During this period, all groups of banks witnessed a notable increase in the amount of unsecured loans and the ratio of unsecured loans to total loans. In aggregate, unsecured loans posted a Compound Annual Growth Rate (CAGR) of 16.07%, with NPvBs leading at 24.31%, followed by OPvBs at 20.12%, and PSBs at 12.27%.
The growth of the unsecured loans to total loans (ULs/TLs) ratio accelerated, especially from 2015-16 onwards. Several factors contributed to this trend, including the government's focus on financial inclusion through initiatives like Pradhan Mantri Jan-Dhan Yojana, increased use of digital payment methods (especially credit cards) after the demonetization drive, resurgence of microfinance post the 2010 crisis, the launch of the Credit Guarantee Fund Scheme for Education Loans (CGFSEL), competition from fintech companies, and banks' efforts to protect or improve their net interest margins.
Additionally, the relaxed lending regime following the COVID-19 pandemic, growing consumerism even in rural areas due to income generation and Direct Benefit Transfer, played a role in the surge of unsecured loans.
Changing Market Dynamics
The share of PSBs in the total unsecured loans market experienced a significant decline during the decade, falling from 76% to 56%. This decline was counterbalanced by NPvBs, whose share rapidly increased from 22% to 40%. However, in 2022 and 2023, PSBs made gains, and NPvBs lost some of their market share. OPvBs remained marginal players in this landscape.

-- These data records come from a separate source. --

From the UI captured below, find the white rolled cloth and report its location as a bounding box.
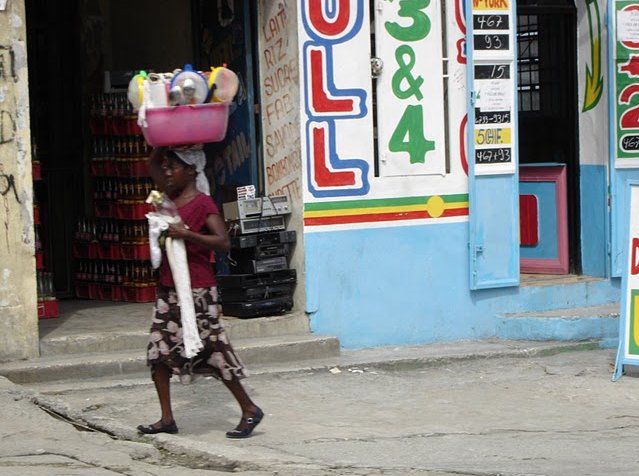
[146,212,204,359]
[146,212,180,269]
[173,148,211,195]
[165,237,204,359]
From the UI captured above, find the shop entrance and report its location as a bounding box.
[25,0,259,314]
[517,0,581,274]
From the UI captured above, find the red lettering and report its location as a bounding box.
[310,50,353,113]
[312,127,355,187]
[630,238,639,275]
[307,0,351,36]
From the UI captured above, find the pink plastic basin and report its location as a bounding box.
[142,103,229,146]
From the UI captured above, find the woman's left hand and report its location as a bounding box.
[167,221,190,240]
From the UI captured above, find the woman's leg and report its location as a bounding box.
[222,376,264,438]
[222,376,257,418]
[151,364,173,425]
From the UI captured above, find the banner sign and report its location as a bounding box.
[611,1,639,168]
[612,182,639,381]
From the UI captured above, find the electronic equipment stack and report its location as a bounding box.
[217,193,297,318]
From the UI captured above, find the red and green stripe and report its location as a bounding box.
[304,193,468,226]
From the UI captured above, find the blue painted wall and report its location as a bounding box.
[304,222,619,348]
[580,165,610,276]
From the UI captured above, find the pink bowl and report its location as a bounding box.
[142,103,229,147]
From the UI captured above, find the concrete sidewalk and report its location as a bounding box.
[2,341,639,476]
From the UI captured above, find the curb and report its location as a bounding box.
[17,341,601,474]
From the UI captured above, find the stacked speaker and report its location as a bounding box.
[218,196,297,318]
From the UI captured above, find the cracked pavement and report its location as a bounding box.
[0,349,639,476]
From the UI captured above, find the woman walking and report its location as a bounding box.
[138,148,264,438]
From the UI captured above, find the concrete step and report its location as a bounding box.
[0,334,340,384]
[496,303,619,347]
[40,306,310,357]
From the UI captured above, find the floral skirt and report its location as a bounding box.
[147,286,246,381]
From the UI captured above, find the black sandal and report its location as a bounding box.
[138,420,178,435]
[226,407,264,439]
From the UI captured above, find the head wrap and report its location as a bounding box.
[173,148,211,195]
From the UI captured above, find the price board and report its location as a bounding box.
[471,0,517,175]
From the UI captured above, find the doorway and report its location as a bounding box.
[25,0,259,306]
[517,0,581,274]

Controlling Unsecured Loans: The Need for Caution
The growth of unsecured loans raises valid concerns. Firstly, easy access to such loans can potentially lead to increased societal indebtedness. Secondly, if borrowers have unsecured loans from different lenders, they may prioritize repaying secured loans or loans from private lenders in the event of financial crisis. Defaults on one unsecured loan can have a "contagious" effect on other lenders.
To mitigate the contagion risk, banks should ensure that borrowers have multiple relationships with the bank, both as depositors and borrowers with multiple facilities. Transaction routing through deposit or loan accounts in the bank can enable the invocation of a "set-off" clause in case of default.
In conclusion, unsecured loans have become a significant part of India's lending landscape, driven by various factors. However, prudent measures are essential to ensure the responsible growth of unsecured loans. Tightening regulations, monitoring borrower relationships, and promoting financial literacy can help strike a balance between expanding access to credit and managing associated risks. Unsecured loans can be a valuable financial tool when used judiciously, but their unchecked proliferation can pose challenges for both borrowers and lenders.